The level of past-due payments on closed-end HELs was 4.12 percent in the second quarter. The rate reflects loans that were at least 30 days past due.
HEL delinquency tumbled from 4.38 percent three months earlier. There was no difference, however, in the HEL rate from a year earlier.
The American Bankers Association reported the delinquency data Wednesday in its Consumer Credit Delinquency Bulletin.
But HELOCs saw an increase, to 1.91 percent from the first quarter’s 1.80 percent and from 1.81 percent during the same period last year.
ABA reported that mobile-home delinquency climbed to 3.74 percent from 3.62 percent in the previous quarter. During the second-quarter 2010, the rate was 3.65 percent.
On property improvement loans, the rate rose to 1.07 percent from 1.02 percent in the first quarter. But this category has shown improved performance from a year prior, when the rate was 1.40 percent.
“There will be continued challenges for housing, which has been a persistent drag on economic growth,” ABA Chief Economist James Chessen said in the report. “Real estate prices continue to fall, and home loans face increased pressure as unemployment continues to take its toll on borrowers.”

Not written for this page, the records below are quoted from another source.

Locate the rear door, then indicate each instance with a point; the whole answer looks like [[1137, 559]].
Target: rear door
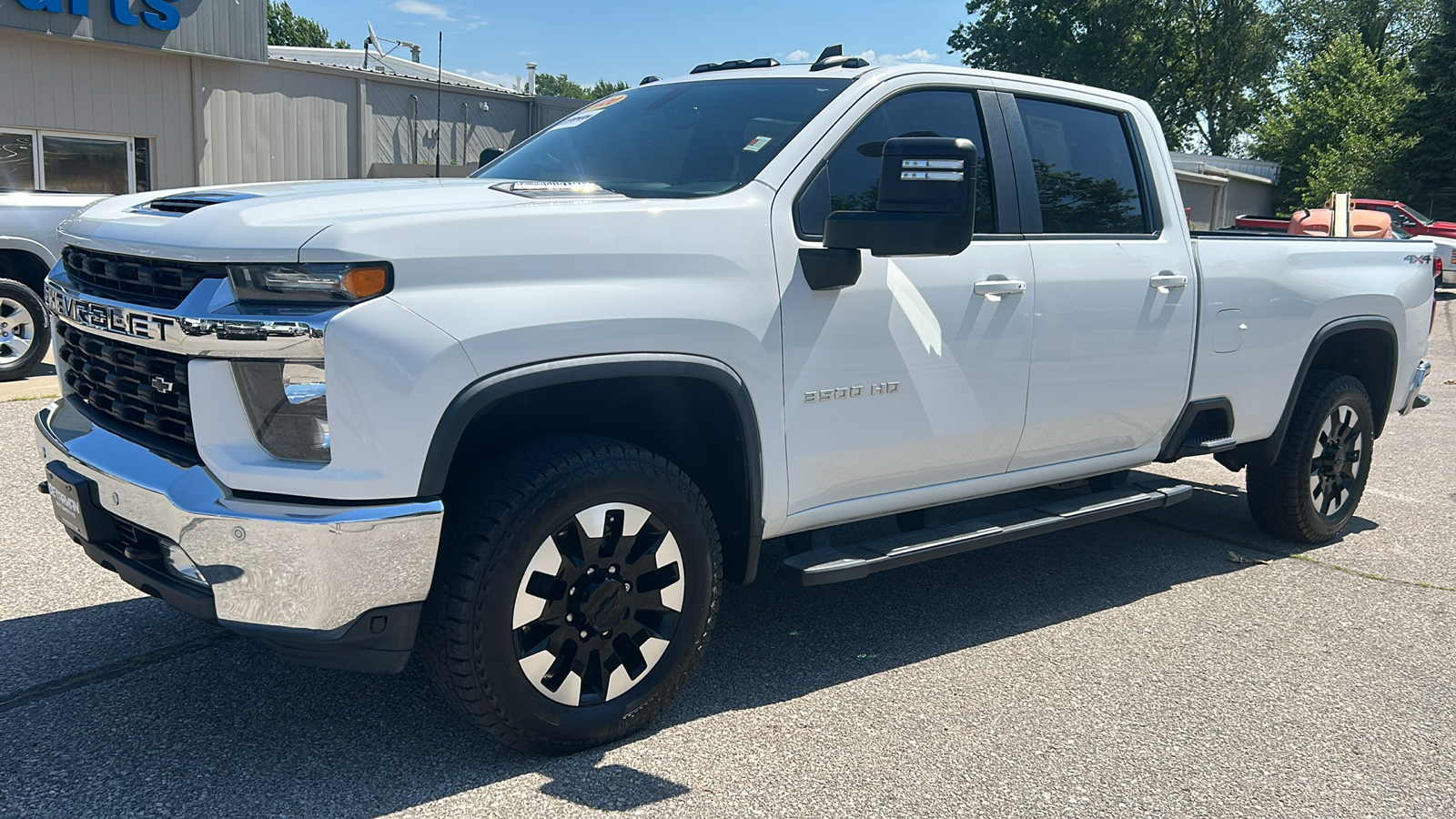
[[1116, 283]]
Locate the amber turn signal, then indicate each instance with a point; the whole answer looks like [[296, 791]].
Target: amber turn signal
[[364, 281]]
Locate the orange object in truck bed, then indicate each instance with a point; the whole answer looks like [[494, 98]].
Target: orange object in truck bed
[[1363, 223]]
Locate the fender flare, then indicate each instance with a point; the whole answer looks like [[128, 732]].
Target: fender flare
[[488, 392], [29, 247], [1267, 450]]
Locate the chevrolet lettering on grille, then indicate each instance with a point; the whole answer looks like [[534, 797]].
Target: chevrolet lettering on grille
[[109, 318]]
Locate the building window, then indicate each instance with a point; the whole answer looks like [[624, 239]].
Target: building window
[[82, 164], [16, 162]]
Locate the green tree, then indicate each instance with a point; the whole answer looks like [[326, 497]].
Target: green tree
[[1232, 51], [1205, 66], [1390, 28], [1125, 46], [286, 28], [1429, 167], [561, 85], [1336, 130]]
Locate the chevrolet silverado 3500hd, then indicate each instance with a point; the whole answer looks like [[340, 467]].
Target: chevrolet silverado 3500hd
[[526, 423]]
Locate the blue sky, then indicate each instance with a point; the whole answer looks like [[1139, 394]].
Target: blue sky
[[626, 41]]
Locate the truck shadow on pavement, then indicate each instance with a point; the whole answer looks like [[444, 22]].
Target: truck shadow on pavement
[[216, 724]]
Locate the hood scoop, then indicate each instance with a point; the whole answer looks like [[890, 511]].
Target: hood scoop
[[182, 205]]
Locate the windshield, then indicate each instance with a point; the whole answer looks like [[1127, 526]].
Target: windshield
[[677, 140]]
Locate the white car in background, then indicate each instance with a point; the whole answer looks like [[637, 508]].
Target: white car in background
[[29, 247]]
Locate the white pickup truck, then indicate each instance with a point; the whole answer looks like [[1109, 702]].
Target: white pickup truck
[[29, 247], [528, 423]]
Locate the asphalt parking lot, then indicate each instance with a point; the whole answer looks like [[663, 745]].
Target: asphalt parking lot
[[1179, 663]]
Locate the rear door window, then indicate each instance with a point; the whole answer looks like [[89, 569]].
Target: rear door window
[[1087, 171]]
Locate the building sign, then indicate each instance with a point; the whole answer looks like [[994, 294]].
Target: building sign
[[160, 15], [237, 29]]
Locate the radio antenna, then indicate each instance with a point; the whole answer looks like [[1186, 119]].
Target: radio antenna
[[440, 92]]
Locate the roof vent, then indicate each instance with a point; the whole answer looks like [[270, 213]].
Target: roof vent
[[735, 65], [834, 57], [182, 205]]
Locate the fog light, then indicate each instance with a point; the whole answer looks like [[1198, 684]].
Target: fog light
[[288, 407], [181, 566]]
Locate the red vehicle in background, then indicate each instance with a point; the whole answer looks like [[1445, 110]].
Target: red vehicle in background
[[1409, 219]]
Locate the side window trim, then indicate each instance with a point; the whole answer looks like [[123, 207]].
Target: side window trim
[[1026, 182], [1152, 210], [1021, 165], [1001, 179], [1002, 167]]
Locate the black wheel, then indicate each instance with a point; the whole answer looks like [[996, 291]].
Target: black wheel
[[577, 584], [1312, 490], [24, 329]]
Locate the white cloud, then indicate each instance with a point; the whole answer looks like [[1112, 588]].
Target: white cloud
[[424, 9], [916, 56]]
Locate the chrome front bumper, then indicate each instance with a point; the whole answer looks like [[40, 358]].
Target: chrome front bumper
[[291, 570]]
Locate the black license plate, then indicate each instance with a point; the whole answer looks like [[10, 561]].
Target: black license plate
[[75, 501]]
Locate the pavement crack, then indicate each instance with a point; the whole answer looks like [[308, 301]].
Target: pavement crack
[[121, 668], [1299, 557]]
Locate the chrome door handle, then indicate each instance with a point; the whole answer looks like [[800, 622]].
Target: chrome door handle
[[1168, 280], [1001, 288]]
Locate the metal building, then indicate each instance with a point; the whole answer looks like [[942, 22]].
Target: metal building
[[136, 95], [1216, 189]]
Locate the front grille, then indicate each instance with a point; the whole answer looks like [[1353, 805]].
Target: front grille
[[136, 280], [138, 388]]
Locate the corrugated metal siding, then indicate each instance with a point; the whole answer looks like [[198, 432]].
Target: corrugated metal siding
[[465, 133], [67, 86], [266, 124], [233, 28]]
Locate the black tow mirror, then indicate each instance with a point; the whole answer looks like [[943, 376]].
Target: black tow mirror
[[925, 207]]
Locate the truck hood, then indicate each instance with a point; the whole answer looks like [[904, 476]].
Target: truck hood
[[267, 222]]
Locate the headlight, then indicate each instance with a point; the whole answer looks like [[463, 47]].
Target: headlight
[[288, 405], [319, 286]]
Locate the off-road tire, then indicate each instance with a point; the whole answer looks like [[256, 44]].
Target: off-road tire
[[40, 329], [494, 523], [1280, 496]]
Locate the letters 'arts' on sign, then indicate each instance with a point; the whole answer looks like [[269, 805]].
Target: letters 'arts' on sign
[[160, 15]]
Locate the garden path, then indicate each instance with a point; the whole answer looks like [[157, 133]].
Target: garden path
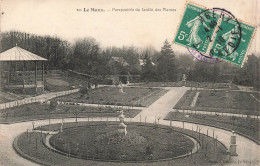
[[248, 151]]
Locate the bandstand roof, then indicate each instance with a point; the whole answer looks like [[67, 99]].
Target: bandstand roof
[[18, 54]]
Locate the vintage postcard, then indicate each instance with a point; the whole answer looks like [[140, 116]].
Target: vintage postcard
[[141, 82]]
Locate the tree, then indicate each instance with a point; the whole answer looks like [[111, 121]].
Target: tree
[[166, 69], [148, 69], [85, 54]]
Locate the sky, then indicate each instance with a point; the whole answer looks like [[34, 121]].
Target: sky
[[62, 18]]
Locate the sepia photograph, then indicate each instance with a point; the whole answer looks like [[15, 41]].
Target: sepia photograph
[[129, 83]]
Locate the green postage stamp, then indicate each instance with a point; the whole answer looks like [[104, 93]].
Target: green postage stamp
[[214, 33]]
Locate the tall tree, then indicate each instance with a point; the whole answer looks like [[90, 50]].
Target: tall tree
[[148, 69], [166, 69]]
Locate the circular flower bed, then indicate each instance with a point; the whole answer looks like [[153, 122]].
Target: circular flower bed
[[101, 142]]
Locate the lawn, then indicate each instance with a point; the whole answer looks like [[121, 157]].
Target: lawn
[[35, 111], [4, 100], [103, 143], [215, 100], [246, 126], [60, 81], [206, 85], [211, 152], [132, 96]]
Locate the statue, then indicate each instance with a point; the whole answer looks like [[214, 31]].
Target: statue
[[120, 87], [122, 127]]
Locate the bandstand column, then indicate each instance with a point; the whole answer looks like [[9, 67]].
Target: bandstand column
[[43, 76], [36, 76]]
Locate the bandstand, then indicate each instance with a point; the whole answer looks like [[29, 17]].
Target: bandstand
[[21, 70]]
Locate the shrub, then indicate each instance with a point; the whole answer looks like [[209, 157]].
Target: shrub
[[53, 105], [84, 90]]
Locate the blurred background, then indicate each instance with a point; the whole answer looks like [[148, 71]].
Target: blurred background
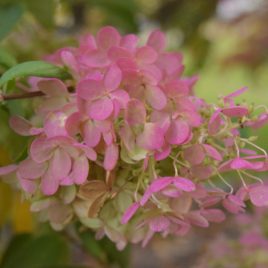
[[225, 42]]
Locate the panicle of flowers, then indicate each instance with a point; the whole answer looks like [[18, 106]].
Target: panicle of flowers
[[131, 151]]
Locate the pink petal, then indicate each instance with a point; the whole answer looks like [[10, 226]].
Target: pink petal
[[90, 89], [202, 171], [178, 132], [28, 169], [239, 163], [23, 127], [146, 55], [163, 154], [156, 186], [7, 169], [156, 98], [108, 138], [213, 215], [129, 41], [101, 109], [90, 153], [159, 224], [80, 170], [212, 152], [111, 157], [259, 195], [95, 59], [121, 96], [113, 77], [151, 138], [157, 40], [108, 37], [69, 60], [214, 122], [235, 111], [130, 212], [194, 154], [55, 125], [72, 124], [197, 219], [233, 205], [91, 134], [135, 112], [184, 184], [49, 184], [41, 150], [234, 94], [28, 186], [60, 164], [116, 53]]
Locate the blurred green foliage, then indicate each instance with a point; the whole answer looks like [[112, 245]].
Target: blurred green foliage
[[227, 54]]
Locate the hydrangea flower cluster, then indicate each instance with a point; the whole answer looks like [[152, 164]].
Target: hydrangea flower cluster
[[126, 148]]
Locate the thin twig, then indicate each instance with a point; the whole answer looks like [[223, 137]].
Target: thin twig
[[26, 95], [18, 96]]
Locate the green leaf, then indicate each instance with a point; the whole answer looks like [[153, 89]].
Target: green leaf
[[6, 59], [33, 68], [92, 245], [9, 17], [42, 11], [26, 251]]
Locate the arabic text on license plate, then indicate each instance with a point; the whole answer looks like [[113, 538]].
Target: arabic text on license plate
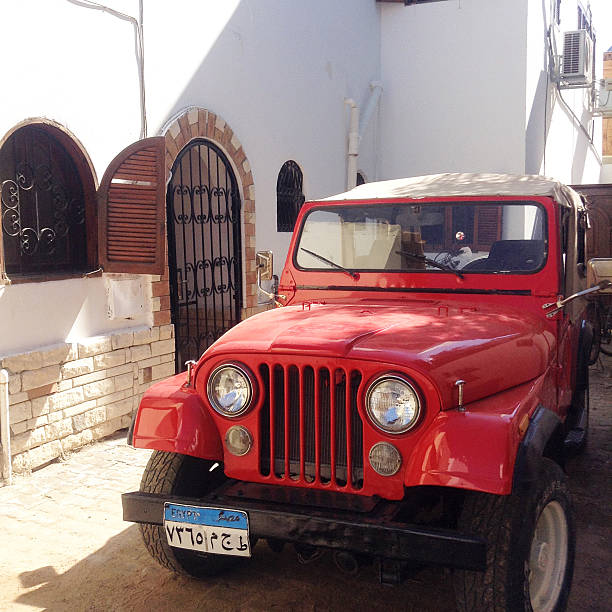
[[209, 530]]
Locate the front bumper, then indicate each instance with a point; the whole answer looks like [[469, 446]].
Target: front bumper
[[370, 532]]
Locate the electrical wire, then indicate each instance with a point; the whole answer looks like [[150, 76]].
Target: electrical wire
[[139, 48]]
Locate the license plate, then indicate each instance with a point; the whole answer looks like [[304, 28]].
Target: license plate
[[209, 530]]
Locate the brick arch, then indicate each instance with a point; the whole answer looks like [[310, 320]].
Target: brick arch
[[201, 123]]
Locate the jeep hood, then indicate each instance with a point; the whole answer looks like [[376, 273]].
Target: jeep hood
[[492, 349]]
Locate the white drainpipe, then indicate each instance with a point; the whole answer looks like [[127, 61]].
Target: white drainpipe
[[7, 472], [357, 129], [353, 147], [376, 90]]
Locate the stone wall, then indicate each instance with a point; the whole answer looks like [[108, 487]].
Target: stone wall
[[65, 396]]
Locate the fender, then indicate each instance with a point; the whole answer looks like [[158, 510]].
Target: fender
[[478, 449], [540, 438], [172, 418]]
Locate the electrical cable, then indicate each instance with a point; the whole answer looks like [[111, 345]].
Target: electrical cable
[[139, 48]]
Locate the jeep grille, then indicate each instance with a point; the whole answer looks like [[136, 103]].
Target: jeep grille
[[305, 417]]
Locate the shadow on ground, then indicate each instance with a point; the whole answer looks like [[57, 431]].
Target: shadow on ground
[[121, 576]]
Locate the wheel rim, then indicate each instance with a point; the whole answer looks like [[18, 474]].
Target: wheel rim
[[548, 558]]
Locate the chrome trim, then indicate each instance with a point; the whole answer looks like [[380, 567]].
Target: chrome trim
[[401, 378], [459, 384]]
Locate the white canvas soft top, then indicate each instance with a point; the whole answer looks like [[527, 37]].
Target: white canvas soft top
[[466, 184]]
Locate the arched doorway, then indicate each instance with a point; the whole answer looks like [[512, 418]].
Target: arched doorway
[[204, 248]]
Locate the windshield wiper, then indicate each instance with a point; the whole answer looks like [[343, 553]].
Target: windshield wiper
[[431, 262], [333, 264]]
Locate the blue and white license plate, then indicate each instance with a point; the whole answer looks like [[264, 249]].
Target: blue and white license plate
[[208, 530]]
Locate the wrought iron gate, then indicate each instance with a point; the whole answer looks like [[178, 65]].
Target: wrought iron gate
[[204, 248]]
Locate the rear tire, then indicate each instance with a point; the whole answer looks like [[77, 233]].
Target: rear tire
[[174, 474], [530, 548]]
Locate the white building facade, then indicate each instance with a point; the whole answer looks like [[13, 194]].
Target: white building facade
[[256, 101]]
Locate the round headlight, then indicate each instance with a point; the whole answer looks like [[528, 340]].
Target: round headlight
[[385, 459], [392, 404], [230, 390], [238, 440]]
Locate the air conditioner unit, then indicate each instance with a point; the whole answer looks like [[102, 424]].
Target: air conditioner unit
[[577, 61]]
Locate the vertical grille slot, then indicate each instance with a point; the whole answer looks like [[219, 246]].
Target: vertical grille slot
[[311, 431]]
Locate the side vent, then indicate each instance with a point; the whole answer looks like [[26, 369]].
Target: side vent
[[577, 61]]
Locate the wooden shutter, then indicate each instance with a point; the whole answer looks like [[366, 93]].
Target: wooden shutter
[[131, 210]]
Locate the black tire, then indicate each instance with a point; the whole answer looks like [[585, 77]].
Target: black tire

Out of a total of 11 categories tracked by the trade group, delinquency was higher in nine of them. ABA attributed to deterioration to “weak job creation and a slowing economy.” Also blamed were high gas prices, though this metric has shown improvement since June.
The composite ratio, which reflects delinquency in eight closed-end categories, was up 17 basis points from the first quarter to 2.88 percent. But a 12-basis-point decline was observed by the association from the same point last year.
Chessen predicts no near-term changes in delinquency.